Sunday, August 24, 2008

How to make a transparent watermark for ETPro with GIMP

If you don't have GIMP installed download it from here.

Lets convert the etpro logo into a watermark.

So open the logo and select the magic wand tool in GIMP.

Hold the shift key and select all of the black areas of the logo until they are all selected.


Click Edit and then Copy.

Next click File then New to open a new window.

Set the Image Size to 256 x 256 pixels.

Expand the Advanced Options and set the Fill with drop down menu to Transparency.

Click OK.

In the new window click Edit and then click Paste. Now we have the logo with a transparent backhround.


Now save the image as a .tga file.

Now we need to create a .pk3 file with the watermark in it that we can upload to our etpro server.

So, create a folder on the desktop called watermark. Open the watermark folder and create another folder, I will call mine pow. Open the pow folder and put your .tga file inside this folder. Mine is called pow.tga.

Now return to your desktop so that you can see the watermark folder. Select it and make it into a compressed zipped folder. Now change file file extension from watermark.zip to watermark.pk3.

Upload this .pk3 file to the etpro folder on your server.

The final step is to add the following line to server.cfg in the etpro folder on your server:

set b_watermark pow/pow

Here the first pow refers to the folder in our pk3 file and the second pow refers to the file name of our .tga file.

Reboot the server, and viola!

Saturday, August 23, 2008

Set up an ETPro server for testing on Ubuntu JeOS

Set up another Ubuntu JeOS ET virtual machine - this time with etpro installed. POW El Rey Ray sent me the ETL 3vs3, 4vs4, 6vs6 and STA 6vs6 configs and so I could test them before uploading them to the POW etpro server: et-pro.com:27961.

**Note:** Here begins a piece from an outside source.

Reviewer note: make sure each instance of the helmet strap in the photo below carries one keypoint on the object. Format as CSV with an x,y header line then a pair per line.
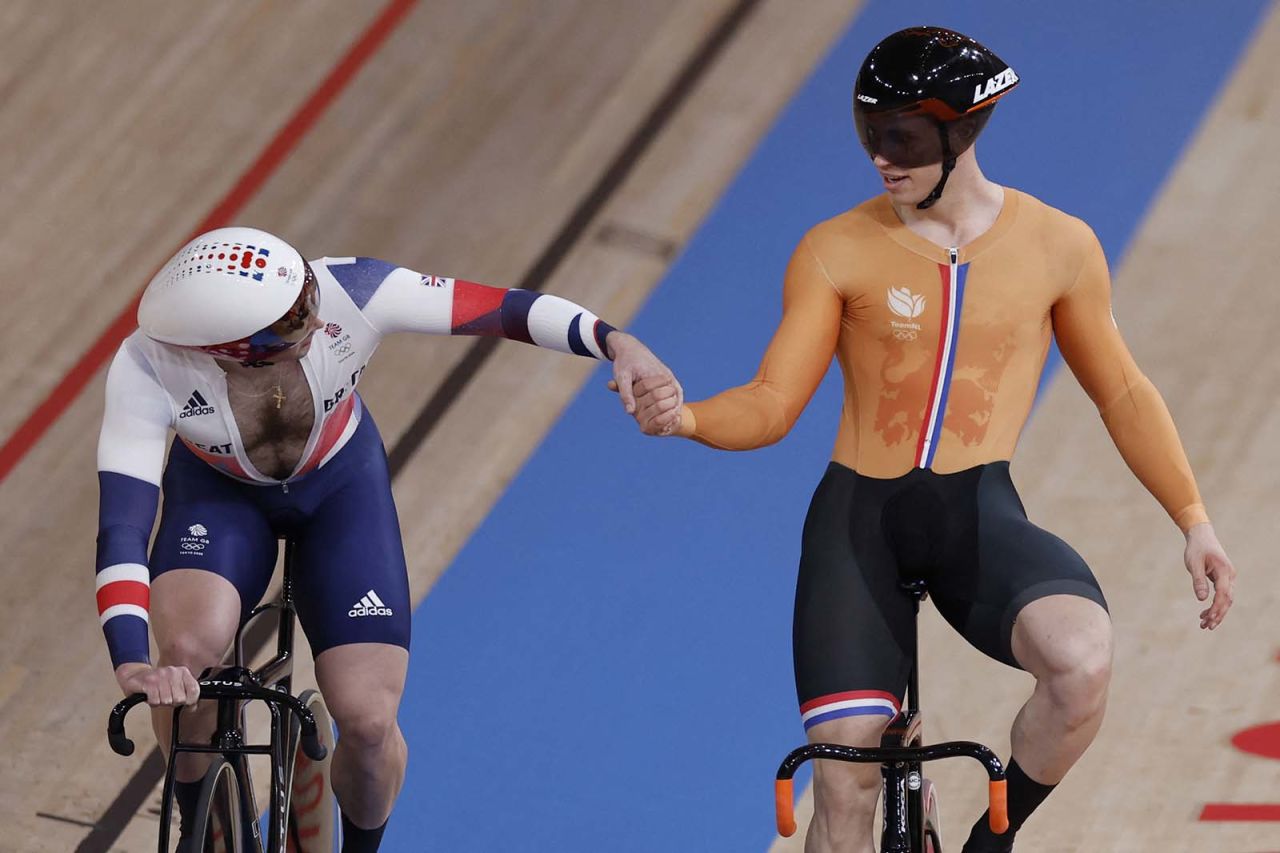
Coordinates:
x,y
949,163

The virtual machine has 1.5Gb of dedicated HD space and 256Mb of RAM. A vanilla Ubuntu JeOS installation takes less than 300Mb of HD space and only uses 30Mb of RAM so running it for virtualization is sweet!

Also figured out etpto semiadmin which allows for the use of rcon commands without using the rcon password - very nice!

For example - create a file called etpro.cfg in the etpro folder:

//semi admin levels - 0 disables semiadmin. You can have up to 99 semiadmin levels. Here 1 states that there is one semiadmin logon

set b_semiadminlevels 1

//semi admin password. If we were defining a second semiadmin password then we would set a password for semiadminpass2, and so on through to semiadminpass99 if required.


set b_semiadminpass1 "password"

//semi admin commands - this defines which rcon commands the user of a given seminadmin password can execute. In this example, the ability to kick players.

set b_semiadmincmds1 "kick"

All that is left to do then is to add +exec etpro.cfg to the bash script that starts the server!

Wunderbar!

Saturday, August 2, 2008

Migrated My ET Jaymod Test Server to ESXi

My Promise SATA card arrived a few days ago and today I had time to put it in my server and install ESXi which is now available for free!

I installed VMWare Infrastructure Client which is free with ESXi on my XP machine and then downloaded the free version of VMWare Converter to migrate my virtual machines to ESX.

So the first machine that I migrated was my Ubuntu JeOS ET Jaymod test server.

For some reason eth0 did not show up after migration to ESXi and I later saw that eth1 was present and used that instead, so now my first virtual machine is up and running!


For those of you who are interested this is the (unsupported) hardware that I built the server from:

ASRock ALIVENF6G-VSTA AM2 NVidia 6100 Motherboard 1
AMD Athlon X2 BE-2400 Brisbane 2.3GHz 2
Intel Pro MT 1000 NIC 3
OCZ 4GB (2 x 2GB) 240-Pin DDR2 SDRAM DDR2 800 (x2) 4
PROMISE SATA300 TX4 PCI SATA II Controller Card 5
Seagate Barracuda ES.2 ST3250310NS 250GB 7200 RPM SATA Hard Drive 6
SeaSonic S12 II SS-330GB ATX12V 330W Power Supply 7

It was well worth $60 for the Promise SATA card to avoid having to fool ESXi into using the onboard SATA controller.